Born to the spacious empire of the Nine,
One would have thought she should have been content
To manage well that mighty government;
But what can young ambitious souls confine?
To the next realm she stretched her sway,
For Painture near adjoining lay,
A plenteous province and alluring prey.
A Chamber of Dependences was framed,
As conquerors will never want pretense,
(When armed to justify the offense,)
And the whole fief in right of Poetry she claimed.
The country open lay without defense;
For poets frequent inroads there had made,
And perfectly could represent
The shape, the face, with every lineament,
And all the large demains which the dumb Sister swayed;
All bowed beneath her government.
Received in triumph wheresoe'er she went.
Her pencil drew whate'er her soul designed,
And oft the happy draught surpassed the image in her mind;
The sylvan scenes of herds and flocks
And fruitful plains and barren rocks;
Of shallow brooks that flowed so clear,
The bottom did the top appear;
Of deeper too and ampler floods
Which, as in mirrors, showed the woods;
Of lofty trees, with sacred shades
And perspectives of pleasant glades,
Where nymphs of brightest form appear,
And shaggy satyrs standing near,
Which them at once admire and fear.
The ruins too of some majestic piece,
Boasting the power of ancient Rome or Greece,
Whose statues, friezes, columns, broken lie,
And, though defaced, the wonder of the eye;
What nature, art, bold fiction, e'er durst frame,
Her forming hand gave feature to the name.
So strange a concourse ne'er was seen before,
But when the peopled Ark the whole creation bore.

The scene then changed; with bold erected look
Our martial King the sight with reverence strook:
For, not content to express his outward part,
Her hand called out the image of his heart:
His warlike mind, his soul devoid of fear,
His high-designing thoughts were figured there,
As when by magic ghosts are made appear.
Our phœnix Queen was portrayed too so bright
Beauty alone could beauty take so right:
Her dress, her shape, her matchless grace,
Were all observed, as well as heavenly face.
With such a peerless majesty she stands,
As in that day she took the crown from sacred hands;
Before a train of heroines was seen,
In beauty foremost, as in rank the Queen.
Thus nothing to her genius was denied,
But like a ball of fire, the farther thrown,
Still with a greater blaze she shone,
And her bright soul broke out on every side.
What next she had designed, Heaven only knows:
To such immoderate growth her conquest rose
That Fate alone its progress could oppose.

Now all those charms, that blooming grace,
The well-proportioned shape and beauteous face,
Shall never more be seen by mortal eyes;
In earth the much-lamented virgin lies.
Not wit nor piety could Fate prevent;
Nor was the cruel Destiny content
To finish all the murder at a blow,
To sweep at once her life and beauty too;
But, like a hardened felon, took a pride
To work more mischievously slow,
And plundered first, and then destroyed.
O double sacrilege on things divine,
To rob the relic, and deface the shrine!
But thus Orinda died:
Heaven by the same disease did both translate;
As equal were their souls, so equal was their fate.

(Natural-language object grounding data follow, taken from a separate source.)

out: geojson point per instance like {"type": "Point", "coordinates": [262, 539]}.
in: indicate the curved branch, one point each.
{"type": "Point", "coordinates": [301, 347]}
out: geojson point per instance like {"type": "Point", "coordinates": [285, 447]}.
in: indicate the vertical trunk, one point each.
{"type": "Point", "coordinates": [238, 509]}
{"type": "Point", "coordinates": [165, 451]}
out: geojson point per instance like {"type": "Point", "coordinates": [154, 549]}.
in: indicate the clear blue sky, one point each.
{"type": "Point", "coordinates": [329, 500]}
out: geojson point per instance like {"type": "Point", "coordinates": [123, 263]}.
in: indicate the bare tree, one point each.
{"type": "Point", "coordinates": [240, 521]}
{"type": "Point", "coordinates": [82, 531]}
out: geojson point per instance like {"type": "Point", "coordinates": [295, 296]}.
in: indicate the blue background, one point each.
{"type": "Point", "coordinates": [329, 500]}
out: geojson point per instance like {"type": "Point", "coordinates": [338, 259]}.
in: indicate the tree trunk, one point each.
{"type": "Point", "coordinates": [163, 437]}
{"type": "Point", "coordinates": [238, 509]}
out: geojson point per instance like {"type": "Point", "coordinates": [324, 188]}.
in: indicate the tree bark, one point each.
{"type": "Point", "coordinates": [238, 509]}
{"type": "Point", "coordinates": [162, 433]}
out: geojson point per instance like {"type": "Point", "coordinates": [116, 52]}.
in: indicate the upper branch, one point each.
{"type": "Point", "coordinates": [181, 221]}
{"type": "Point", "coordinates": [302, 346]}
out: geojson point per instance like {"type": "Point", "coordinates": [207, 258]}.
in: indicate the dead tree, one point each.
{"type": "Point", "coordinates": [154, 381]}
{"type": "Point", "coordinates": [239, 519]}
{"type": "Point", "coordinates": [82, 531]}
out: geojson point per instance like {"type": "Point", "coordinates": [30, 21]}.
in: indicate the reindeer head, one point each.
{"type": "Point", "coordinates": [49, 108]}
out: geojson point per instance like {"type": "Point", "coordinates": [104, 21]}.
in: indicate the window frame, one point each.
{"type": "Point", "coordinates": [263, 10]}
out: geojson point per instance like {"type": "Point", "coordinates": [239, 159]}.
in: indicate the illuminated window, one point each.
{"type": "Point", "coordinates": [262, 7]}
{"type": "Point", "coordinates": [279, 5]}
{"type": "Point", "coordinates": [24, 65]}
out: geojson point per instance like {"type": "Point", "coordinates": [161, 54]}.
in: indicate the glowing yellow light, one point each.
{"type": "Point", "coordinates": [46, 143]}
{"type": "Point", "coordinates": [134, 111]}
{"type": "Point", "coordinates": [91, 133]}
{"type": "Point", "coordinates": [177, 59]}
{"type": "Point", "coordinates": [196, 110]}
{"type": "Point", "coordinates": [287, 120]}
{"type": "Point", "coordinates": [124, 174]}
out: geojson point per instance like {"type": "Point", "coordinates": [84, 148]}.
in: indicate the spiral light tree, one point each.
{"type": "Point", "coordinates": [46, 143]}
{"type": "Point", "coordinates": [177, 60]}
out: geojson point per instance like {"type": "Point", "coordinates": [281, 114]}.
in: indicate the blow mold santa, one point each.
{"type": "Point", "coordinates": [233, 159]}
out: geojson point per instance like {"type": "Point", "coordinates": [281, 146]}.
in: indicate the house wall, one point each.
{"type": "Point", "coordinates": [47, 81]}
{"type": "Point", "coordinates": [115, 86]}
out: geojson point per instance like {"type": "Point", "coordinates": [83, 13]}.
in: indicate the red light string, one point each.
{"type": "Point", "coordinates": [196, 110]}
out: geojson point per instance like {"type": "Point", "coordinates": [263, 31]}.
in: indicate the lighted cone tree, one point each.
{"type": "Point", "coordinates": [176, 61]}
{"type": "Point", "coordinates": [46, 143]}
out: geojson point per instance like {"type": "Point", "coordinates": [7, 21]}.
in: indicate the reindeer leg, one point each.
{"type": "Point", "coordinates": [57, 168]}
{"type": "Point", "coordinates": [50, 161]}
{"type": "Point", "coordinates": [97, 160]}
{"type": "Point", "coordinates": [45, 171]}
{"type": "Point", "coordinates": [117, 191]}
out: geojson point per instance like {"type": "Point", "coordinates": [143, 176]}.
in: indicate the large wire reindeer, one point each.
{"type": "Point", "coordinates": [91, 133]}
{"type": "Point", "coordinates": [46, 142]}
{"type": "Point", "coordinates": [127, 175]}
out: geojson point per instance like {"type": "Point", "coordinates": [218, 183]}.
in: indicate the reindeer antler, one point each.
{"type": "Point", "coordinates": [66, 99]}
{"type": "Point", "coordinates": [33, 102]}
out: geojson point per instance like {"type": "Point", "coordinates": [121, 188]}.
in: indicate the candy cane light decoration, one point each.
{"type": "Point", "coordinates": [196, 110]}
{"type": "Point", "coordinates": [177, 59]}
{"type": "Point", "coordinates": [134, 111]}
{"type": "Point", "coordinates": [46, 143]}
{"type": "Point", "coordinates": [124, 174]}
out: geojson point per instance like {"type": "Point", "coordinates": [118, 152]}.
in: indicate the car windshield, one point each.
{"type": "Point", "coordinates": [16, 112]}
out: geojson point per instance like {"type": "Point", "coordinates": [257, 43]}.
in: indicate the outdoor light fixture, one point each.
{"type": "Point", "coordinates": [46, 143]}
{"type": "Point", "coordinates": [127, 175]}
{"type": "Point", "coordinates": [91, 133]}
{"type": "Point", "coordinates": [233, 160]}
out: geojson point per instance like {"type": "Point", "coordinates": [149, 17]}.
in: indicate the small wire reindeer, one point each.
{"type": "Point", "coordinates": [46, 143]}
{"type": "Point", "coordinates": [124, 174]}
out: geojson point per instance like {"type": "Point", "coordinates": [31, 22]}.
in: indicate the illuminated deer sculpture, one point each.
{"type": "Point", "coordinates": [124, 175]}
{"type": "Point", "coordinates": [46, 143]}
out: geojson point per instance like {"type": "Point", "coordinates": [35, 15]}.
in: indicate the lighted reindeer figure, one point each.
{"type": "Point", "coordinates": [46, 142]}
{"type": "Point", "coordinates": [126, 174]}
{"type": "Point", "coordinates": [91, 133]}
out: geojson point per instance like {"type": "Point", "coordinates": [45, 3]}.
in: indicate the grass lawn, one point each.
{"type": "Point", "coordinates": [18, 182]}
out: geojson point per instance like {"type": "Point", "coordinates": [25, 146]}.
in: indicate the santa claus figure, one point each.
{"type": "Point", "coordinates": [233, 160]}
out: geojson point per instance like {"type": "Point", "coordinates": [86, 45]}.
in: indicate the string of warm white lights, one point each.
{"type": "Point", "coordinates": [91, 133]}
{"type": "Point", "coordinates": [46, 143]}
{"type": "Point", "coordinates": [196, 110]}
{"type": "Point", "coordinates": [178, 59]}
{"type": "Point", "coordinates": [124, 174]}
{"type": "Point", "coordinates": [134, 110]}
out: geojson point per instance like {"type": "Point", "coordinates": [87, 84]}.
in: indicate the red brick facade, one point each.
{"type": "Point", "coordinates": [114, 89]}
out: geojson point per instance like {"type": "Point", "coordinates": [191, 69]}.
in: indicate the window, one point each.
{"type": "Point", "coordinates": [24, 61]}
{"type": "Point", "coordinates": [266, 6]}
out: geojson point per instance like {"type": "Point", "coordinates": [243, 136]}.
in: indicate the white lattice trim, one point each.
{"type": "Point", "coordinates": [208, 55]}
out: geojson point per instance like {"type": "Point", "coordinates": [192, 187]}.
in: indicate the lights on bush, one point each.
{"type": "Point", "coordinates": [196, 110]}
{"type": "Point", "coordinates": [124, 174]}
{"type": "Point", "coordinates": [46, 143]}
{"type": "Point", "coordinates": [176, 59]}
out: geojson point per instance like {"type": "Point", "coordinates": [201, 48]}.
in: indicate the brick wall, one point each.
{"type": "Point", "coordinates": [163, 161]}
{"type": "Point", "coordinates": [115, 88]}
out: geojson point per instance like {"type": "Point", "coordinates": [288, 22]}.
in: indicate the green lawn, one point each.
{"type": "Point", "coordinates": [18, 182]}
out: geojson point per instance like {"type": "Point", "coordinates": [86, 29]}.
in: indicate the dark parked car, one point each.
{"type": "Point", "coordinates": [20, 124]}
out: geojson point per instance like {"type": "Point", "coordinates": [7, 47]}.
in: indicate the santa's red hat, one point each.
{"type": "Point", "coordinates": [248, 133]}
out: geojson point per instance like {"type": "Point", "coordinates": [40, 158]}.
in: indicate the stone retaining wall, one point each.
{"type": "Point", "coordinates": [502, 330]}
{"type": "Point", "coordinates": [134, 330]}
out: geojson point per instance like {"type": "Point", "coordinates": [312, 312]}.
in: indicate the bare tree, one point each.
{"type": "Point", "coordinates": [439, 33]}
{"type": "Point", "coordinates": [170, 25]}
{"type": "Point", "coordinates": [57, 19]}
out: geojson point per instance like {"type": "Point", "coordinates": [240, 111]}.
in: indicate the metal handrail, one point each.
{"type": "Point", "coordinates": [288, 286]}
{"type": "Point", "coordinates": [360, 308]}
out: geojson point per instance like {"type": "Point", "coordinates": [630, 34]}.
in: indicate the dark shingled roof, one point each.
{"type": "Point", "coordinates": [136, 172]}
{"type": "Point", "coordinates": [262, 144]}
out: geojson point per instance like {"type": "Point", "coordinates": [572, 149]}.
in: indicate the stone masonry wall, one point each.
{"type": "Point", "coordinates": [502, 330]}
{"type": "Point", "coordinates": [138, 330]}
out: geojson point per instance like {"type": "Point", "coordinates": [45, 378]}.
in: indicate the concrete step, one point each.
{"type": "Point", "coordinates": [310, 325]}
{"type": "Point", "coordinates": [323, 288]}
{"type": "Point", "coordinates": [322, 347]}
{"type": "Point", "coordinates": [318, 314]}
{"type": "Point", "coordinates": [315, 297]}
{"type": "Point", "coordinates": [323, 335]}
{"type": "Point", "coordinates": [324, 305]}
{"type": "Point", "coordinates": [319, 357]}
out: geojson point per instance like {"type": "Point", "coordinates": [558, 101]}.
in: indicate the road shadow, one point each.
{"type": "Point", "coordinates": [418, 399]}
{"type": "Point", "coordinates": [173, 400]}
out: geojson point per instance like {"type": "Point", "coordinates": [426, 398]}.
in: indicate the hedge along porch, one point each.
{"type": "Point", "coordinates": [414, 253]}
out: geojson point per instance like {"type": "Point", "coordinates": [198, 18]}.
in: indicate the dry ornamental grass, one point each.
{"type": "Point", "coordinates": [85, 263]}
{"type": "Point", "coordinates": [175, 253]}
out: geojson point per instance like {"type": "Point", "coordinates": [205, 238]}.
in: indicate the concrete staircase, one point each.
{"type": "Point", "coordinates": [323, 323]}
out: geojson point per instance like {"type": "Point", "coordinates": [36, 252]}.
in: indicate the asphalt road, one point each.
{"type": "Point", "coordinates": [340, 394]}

Meantime, her warlike brother on the seas
His waving streamers to the winds displays,
And vows for his return with vain devotion pays.
Ah, generous youth! that wish forbear,
The winds too soon will waft thee here!
Slack all thy sails, and fear to come;
Alas! thou knowest not, thou art wrecked at home,
No more shalt thou behold thy sister's face;
Thou hast already had her last embrace.
But look aloft, and if thou ken'st from far,
Among the Pleiads, a new-kindled star,
If any sparkles than the rest more bright,
'Tis she that shines in that propitious light.

When in mid-air the golden trump shall sound
To raise the nations under ground;
When in the Valley of Jehoshaphat
The judging God shall close the book of Fate,
And there the last assizes keep
For those who wake and those who sleep;
When rattling bones together fly
From the four corners of the sky;
When sinews o'er the skeletons are spread,
Those clothed with flesh, and life inspires the dead;
The sacred poets first shall hear the sound,
And foremost from the tomb shall bound,
For they are covered with the lightest ground;
And straight, with inborn vigor, on the wing,
Like mounting larks, to the new morning sing.
There thou, sweet saint, before the quire shalt go,
As harbinger of Heaven, the way to show,
The way which thou so well hast learned below.


A SONG

Fair, sweet, and young, receive a prize
Reserved for your victorious eyes:
From crowds whom at your feet you see,
Oh pity and distinguish me!
As I from thousand beauties more
Distinguish you, and only you adore.

Your face for conquest was designed,
Your every motion charms my mind;
Angels, when you your silence break,
Forget their hymns to hear you speak;
But when at once they hear and view,
Are loth to mount, and long to stay with you.

No graces can your form improve,
But all are lost, unless you love;
While that sweet passion you disdain,
Your veil and beauty are in vain:
In pity then prevent my fate,
For after dying all reprieve's too late.